It is the beginning of September, and while tomato season is on the cusp of leaving us, they are still available in all their glory. Let’s have one last hurrah, shall we?

While caprese salads are my jam through and through, nothing celebrates fresh, sweet tomato flavor more than cold, smooth gazpacho.

This recipe comes from a summer when I worked in Spain. In my last three weeks there I stayed with my coworker’s family. Her husband was from Asturias, a region in northern Spain, and he was the most hospitable, heartwarming man. The kitchen was his domain, and he created new dishes every evening. When I first arrived at their house, he greeted me with a massive pan of paella. I knew I was in good hands.

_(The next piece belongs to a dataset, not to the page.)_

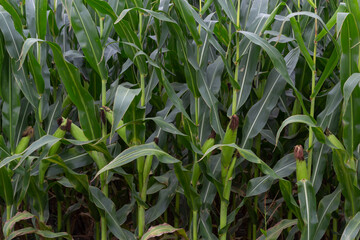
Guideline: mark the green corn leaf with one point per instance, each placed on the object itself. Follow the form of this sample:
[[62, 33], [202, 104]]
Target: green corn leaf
[[10, 111], [162, 229], [184, 9], [6, 189], [348, 66], [108, 206], [136, 152], [123, 98], [327, 205], [88, 37], [277, 60], [346, 177], [41, 18], [13, 42], [352, 228], [307, 201], [274, 232]]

Gazpacho was his kitchen staple. While I was used to very chunky renditions of this soup in the U.S., his version was a fresh garden of veg turned creamy.

Heirloom Tomato Gazpacho

  • 9–10 medium heirloom tomatoes (or 3-4 large heirloom tomatoes)
  • 2/3 cup chopped shallots
  • 2/3 cup chopped green pepper
  • 1/4 cup bread broken into pieces
  • 1/4 cup balsamic vinegar
  • 1/2 cup olive oil
  • 11 ice cubes
  • salt and pepper to taste
  • 1 clove garlic, minced (optional)
  • 1/4 cup cucumber, chopped (optional)
  1. Wash and chop the tomatoes, onion, and pepper. If you choose to add the garlic and cucumber, you can wash and chop those too.
  2. Add ingredients to a blender and blend for 2 minutes.
  3. Break apart about 1/4 cup of bread (2-3 small baguette slices). I suggest using a crustier bread. Stale, dry french bread is the best, but you can also use ciabatta. Add to the blender along with salt and pepper.
  4. Blend for 30 seconds.
  5. Turn on the blender and pour balsamic vinegar and olive oil while the gazpacho blends. This ensures the gazpacho is creamy! Blend for 30 seconds.
  6. Add the ice cubes to the blender right as you are about to serve the soup. Blend until ice is fully incorporated.

If the gazpacho is too grainy or seedy for you, you can pass the ingredients through a fine mesh strainer. This recipe serves about five people, so if your blender is not very large, you may need to make this recipe in batches. I’ll usually cut the recipe in half and make two batches in my blender.